The University is taking a leading role in a ground-breaking project to support the UK's aging population through the use of responsive and interactive avatars.
Kent's Centre for Child Protection is heading a consortium of partners developing a project, known as Responsive InTeractive Advocate (RITA), which has won a share of £2.4m in funding from the UK's innovation agency, the Technology Strategy Board (TSB).
The RITA project is one of six born of a national Technology Strategy Board initiative aimed at developing new cost-effective ways of helping elderly people to continue to live comfortably and independently in their own homes if they want to.
Kent is working with the University of Portsmouth's School of Creative Technologies and two companies - Affective State and We Are Snook - in the consortium, with each partner responsible for a different element of the project.
Dr Jane Reeves, Co-Director of the Centre for Child Protection, said: 'There is a major debate about how we provide care for vulnerable people across all age-groups and this project is seeking to meet one of our biggest challenges, which is ensuring older adults can remain independent for as long as possible.
'Although this project is at an early stage, with a number of technical, moral and ethical issues to be addressed, the development of RITA in the form of a humanised avatar could revolutionise how an individual's personal, social emotional and intellectual needs are met in the future.
'RITA would exist as a digital champion, an advocate in the form of an avatar, providing a friendly interface between the individual, family, friends, professions and services.'
The avatar might appear as a figure on a television screen or a tablet computer or could even be a holographic display.
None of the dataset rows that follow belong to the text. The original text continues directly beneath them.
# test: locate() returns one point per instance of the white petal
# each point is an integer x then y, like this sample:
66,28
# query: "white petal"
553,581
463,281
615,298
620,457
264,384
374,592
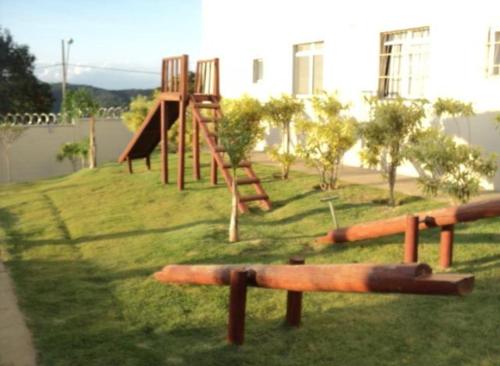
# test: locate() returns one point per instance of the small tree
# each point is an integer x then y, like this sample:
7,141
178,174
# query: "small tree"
9,133
74,151
393,124
238,135
449,168
327,138
138,110
454,108
80,103
280,112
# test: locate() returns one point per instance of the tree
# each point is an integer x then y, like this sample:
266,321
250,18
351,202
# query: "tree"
74,151
238,135
448,167
20,90
454,108
8,134
280,112
80,103
327,138
393,124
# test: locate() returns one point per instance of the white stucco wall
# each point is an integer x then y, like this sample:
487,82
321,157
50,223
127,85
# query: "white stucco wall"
239,31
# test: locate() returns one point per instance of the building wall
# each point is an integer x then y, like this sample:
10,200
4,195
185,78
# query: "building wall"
33,155
240,31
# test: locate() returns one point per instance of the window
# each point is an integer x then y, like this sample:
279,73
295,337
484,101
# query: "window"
494,53
258,70
308,68
404,63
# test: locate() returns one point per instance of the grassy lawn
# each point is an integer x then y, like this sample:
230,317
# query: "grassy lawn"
82,249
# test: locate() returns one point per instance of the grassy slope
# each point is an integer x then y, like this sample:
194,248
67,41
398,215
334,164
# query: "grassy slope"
82,248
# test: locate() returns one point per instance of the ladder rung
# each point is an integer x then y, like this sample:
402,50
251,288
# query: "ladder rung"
206,105
207,120
243,164
241,181
255,197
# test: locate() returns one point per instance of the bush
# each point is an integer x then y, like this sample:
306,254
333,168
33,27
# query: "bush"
327,138
449,168
393,124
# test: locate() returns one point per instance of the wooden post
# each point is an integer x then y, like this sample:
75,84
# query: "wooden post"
411,240
294,300
446,246
129,164
196,150
237,305
164,144
213,165
181,150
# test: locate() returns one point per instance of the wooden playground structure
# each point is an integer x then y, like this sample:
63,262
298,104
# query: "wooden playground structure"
296,277
169,108
444,218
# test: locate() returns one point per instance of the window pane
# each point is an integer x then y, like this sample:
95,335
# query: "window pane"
496,56
303,47
301,77
317,74
258,70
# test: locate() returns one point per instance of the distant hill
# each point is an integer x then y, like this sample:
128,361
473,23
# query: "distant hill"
106,98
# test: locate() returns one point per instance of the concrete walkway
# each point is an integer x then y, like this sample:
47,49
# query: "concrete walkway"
16,345
370,177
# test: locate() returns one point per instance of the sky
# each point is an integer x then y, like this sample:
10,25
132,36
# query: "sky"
124,34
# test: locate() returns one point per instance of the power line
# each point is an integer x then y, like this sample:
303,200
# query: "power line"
101,68
117,69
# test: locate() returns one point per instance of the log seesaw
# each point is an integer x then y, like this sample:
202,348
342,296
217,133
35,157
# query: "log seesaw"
297,278
444,218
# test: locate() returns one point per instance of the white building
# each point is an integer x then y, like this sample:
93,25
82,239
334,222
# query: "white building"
417,49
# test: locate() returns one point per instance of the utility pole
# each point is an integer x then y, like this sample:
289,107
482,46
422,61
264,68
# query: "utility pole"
65,61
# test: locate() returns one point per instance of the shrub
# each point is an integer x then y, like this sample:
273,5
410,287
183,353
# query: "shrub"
393,124
327,138
448,167
281,112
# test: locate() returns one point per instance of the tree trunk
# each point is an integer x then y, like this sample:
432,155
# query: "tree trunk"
7,165
392,183
233,225
92,144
It could monitor heart rate and blood pressure, remind people to take medication and would know if they had fallen over or were in pain and alert the doctor or the emergency services. It would be able to analyse their speech, movement and facial expression to detect their mood and respond accordingly. The system would not require computer literacy and would be no more challenging to operate than switching on a television.
Kent's Centre for Child Protection has an international reputation as a centre of excellence and innovation in training, research and practice for the full range of professionals involved in child protection. It sees this project as an opportunity to become involved in developing an innovation for the future that could provide significant benefit across the life course.
Dr Reeves added: 'Of course, these developments have enormous ethical and legal implications but we will explore these fully as the project develops.'
The University of Portsmouth will focus on developing the interactive avatar, while Winchester-based company Affective State will work on sensing and forecasting emotional well-being and Glasgow-based We Are Snook focus on the user experience design.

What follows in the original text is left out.